When times are tough — like pretty much every day of 2020 — a lot of us reflexively retreat into our phones and the alternate reality of social media. It’s a dopamine hit that’s immediate and conditioned. But deep down, we know we spend too much time with our screens. We know it’s not healthy. The answer is a digital detox, and the holiday season is the time to go cold turkey and put down the smartphone.
“Life is not fucking easy. You hit speed bumps every single day. There’s trials and tribulations, there’s sacrifices you have to make, but then you have to look at your life and go, ‘What matters most?’ For me, it’s living a drama-free happy life, and there’s consequences that come with that, but you have to work through it,” Mat Best said on a recent FRA podcast. “And you have to know who you are. And I think a lot of people in present-day society don’t, and it’s partly because they’re so involved with their fucking phone!”
It’s no secret that people of all walks of life are increasingly becoming addicted to their smartphones and tablets and the multitude of apps they host, so how does a normal person overcome this strange new compulsion that has been unleashed on society by modern technology? Like so many things, it’s about changing your state of mind.
“This is how I think you could better reflect on yourself and who you want to be would be to — and no one’s going to do this — take seven days. No phone. No service. Don’t cheat,” Best said. “Go somewhere and just sit on a fucking mountaintop, somewhere where the only person who can talk to you is your own thoughts. Figure that dude out. Figure that woman out. Figure that transgender person out — I don’t care who you are, figure that person out.

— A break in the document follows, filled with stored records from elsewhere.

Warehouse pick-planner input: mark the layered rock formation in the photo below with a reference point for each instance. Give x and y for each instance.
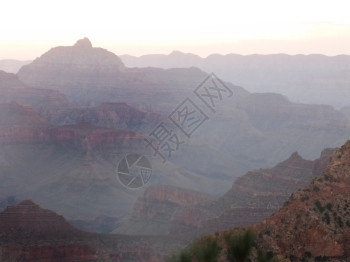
(13, 90)
(253, 197)
(30, 233)
(315, 222)
(20, 124)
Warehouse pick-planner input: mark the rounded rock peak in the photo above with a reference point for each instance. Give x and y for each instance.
(83, 43)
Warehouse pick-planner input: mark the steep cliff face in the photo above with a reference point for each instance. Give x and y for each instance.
(110, 115)
(20, 124)
(30, 233)
(315, 222)
(13, 90)
(90, 76)
(28, 220)
(253, 197)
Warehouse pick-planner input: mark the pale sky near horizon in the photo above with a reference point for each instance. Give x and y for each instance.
(30, 28)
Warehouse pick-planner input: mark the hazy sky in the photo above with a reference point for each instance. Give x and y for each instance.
(29, 28)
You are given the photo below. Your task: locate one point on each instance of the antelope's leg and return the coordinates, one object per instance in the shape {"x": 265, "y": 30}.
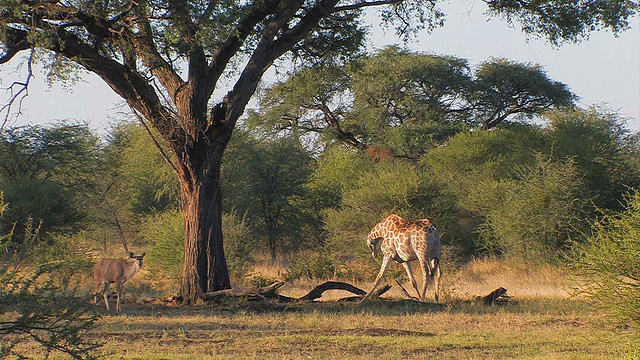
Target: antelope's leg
{"x": 119, "y": 292}
{"x": 96, "y": 287}
{"x": 383, "y": 268}
{"x": 105, "y": 294}
{"x": 414, "y": 283}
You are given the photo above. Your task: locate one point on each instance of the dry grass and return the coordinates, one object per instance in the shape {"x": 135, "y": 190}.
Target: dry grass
{"x": 541, "y": 322}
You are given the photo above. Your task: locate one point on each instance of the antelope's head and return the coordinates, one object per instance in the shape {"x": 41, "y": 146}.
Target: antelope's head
{"x": 137, "y": 258}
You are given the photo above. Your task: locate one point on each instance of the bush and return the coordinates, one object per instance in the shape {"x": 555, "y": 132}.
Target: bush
{"x": 36, "y": 301}
{"x": 607, "y": 265}
{"x": 164, "y": 232}
{"x": 531, "y": 217}
{"x": 314, "y": 266}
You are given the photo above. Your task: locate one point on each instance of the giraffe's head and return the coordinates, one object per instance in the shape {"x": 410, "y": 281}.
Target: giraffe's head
{"x": 373, "y": 241}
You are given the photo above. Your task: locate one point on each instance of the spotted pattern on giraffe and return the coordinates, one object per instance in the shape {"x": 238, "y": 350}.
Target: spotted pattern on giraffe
{"x": 405, "y": 242}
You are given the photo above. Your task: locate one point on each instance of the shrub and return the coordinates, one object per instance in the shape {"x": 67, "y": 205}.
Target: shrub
{"x": 164, "y": 232}
{"x": 531, "y": 217}
{"x": 37, "y": 303}
{"x": 607, "y": 265}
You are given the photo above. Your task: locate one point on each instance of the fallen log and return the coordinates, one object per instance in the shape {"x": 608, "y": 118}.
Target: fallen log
{"x": 331, "y": 285}
{"x": 269, "y": 292}
{"x": 498, "y": 296}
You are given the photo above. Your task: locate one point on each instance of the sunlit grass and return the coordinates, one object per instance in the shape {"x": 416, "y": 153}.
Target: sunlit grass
{"x": 541, "y": 321}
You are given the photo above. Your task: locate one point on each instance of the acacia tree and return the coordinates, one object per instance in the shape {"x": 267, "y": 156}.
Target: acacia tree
{"x": 166, "y": 59}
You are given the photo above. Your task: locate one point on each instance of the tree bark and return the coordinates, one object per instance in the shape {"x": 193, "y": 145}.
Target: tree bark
{"x": 205, "y": 269}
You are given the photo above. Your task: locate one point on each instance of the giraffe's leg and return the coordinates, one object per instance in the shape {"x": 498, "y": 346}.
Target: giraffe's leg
{"x": 426, "y": 275}
{"x": 383, "y": 268}
{"x": 435, "y": 273}
{"x": 414, "y": 283}
{"x": 96, "y": 288}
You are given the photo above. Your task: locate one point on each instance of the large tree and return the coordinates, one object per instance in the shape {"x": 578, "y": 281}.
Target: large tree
{"x": 166, "y": 59}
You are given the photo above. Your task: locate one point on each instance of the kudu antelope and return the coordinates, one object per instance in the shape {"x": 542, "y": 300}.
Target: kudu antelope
{"x": 118, "y": 271}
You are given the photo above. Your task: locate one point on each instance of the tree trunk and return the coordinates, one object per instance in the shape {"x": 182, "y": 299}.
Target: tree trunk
{"x": 205, "y": 268}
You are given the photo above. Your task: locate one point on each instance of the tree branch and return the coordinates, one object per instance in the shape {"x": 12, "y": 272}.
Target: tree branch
{"x": 19, "y": 95}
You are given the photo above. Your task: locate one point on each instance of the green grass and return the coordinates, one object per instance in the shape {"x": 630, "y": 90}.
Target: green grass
{"x": 540, "y": 322}
{"x": 532, "y": 329}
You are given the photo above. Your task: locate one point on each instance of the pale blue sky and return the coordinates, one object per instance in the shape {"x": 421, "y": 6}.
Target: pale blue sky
{"x": 601, "y": 70}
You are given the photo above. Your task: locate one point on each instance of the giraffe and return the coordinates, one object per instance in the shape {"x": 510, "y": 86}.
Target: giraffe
{"x": 405, "y": 241}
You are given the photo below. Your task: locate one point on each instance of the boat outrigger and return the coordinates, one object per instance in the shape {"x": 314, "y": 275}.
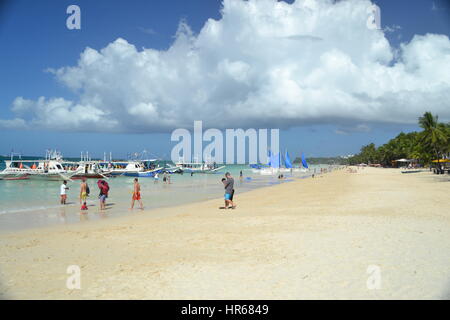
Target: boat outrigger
{"x": 50, "y": 168}
{"x": 198, "y": 167}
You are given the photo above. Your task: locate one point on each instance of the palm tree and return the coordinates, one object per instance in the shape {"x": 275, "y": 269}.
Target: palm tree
{"x": 434, "y": 136}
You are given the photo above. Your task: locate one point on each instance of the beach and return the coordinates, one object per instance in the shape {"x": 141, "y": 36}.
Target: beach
{"x": 312, "y": 238}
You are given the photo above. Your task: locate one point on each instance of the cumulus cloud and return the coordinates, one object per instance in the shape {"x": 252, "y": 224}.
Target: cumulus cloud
{"x": 263, "y": 64}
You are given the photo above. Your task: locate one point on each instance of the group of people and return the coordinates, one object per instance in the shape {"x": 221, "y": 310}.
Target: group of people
{"x": 104, "y": 190}
{"x": 228, "y": 182}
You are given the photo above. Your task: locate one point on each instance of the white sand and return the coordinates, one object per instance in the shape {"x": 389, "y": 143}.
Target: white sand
{"x": 308, "y": 239}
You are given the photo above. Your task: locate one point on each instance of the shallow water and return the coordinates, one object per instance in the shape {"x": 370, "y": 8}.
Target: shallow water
{"x": 28, "y": 204}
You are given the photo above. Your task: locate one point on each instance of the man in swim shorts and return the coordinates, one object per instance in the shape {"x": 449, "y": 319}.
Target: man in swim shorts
{"x": 83, "y": 191}
{"x": 63, "y": 192}
{"x": 136, "y": 194}
{"x": 229, "y": 191}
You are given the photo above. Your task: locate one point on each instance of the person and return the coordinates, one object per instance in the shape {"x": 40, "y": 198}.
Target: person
{"x": 136, "y": 194}
{"x": 229, "y": 191}
{"x": 63, "y": 192}
{"x": 83, "y": 190}
{"x": 104, "y": 189}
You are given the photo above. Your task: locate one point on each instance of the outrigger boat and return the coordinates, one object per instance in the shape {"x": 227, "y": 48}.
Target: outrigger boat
{"x": 198, "y": 167}
{"x": 50, "y": 168}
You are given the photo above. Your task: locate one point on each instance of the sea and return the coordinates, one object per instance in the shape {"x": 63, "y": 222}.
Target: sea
{"x": 26, "y": 204}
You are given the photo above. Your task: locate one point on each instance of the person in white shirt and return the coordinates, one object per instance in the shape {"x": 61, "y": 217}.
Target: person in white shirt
{"x": 63, "y": 193}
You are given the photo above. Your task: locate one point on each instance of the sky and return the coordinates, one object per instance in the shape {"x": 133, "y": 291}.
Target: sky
{"x": 137, "y": 70}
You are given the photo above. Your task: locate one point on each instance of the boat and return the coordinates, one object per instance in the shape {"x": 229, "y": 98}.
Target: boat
{"x": 144, "y": 174}
{"x": 91, "y": 170}
{"x": 198, "y": 167}
{"x": 274, "y": 166}
{"x": 50, "y": 168}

“If you do that,” Best continued, “your perspective on what matters and happiness in life will be far more profound than you judging yourself based on social fucking conformity, essentially, where you’re tailoring yourself to your audience and what they want.”
BRCC co-founder Jarred Taylor added that the process of doing this not only aids in introspection but also helps you better relate the world around you.
“You also begin to realize that you’re enjoying what’s in front of you,” Taylor said. “You’ll have a party or something, a Fourth of July barbecue or whatever; everybody comes together, but then everyone’s just looking down, on their phones, the whole time. It’s like, ‘No! Fuck off. Enjoy the moment!’
“It’s absurd to invite another human over to hang out with you, and that ends up meaning you’re both just staring down at your phone,” Taylor continued. “And we all do it. But you have to start actually calling yourself out when you catch yourself doing it. Then you’ll realize that this is actually a problem.”
Best admits that he’s not immune to this problem and often catches himself too buried in his phone.
“It’s hard, but I’ve actually been very mindful of that the last few months, about putting the phone down,” Best said, before getting super philosophical about things. “Not to be a fatalist here, but, in life, we try to progress as a society and set up future generations to be successful, but at the end of the day, if we’re not enjoying our lives, what the fuck is the point of all this?
“You have to sit back and go, ‘You know what? I’m gonna put the phone down. I don’t really care if my Instagram photo didn’t do good because it doesn’t have multicam or a gun in it. It’s there. The reception of it doesn’t matter. What matters right now is making my family, my best friends, and everybody around me happy, and making me happy.”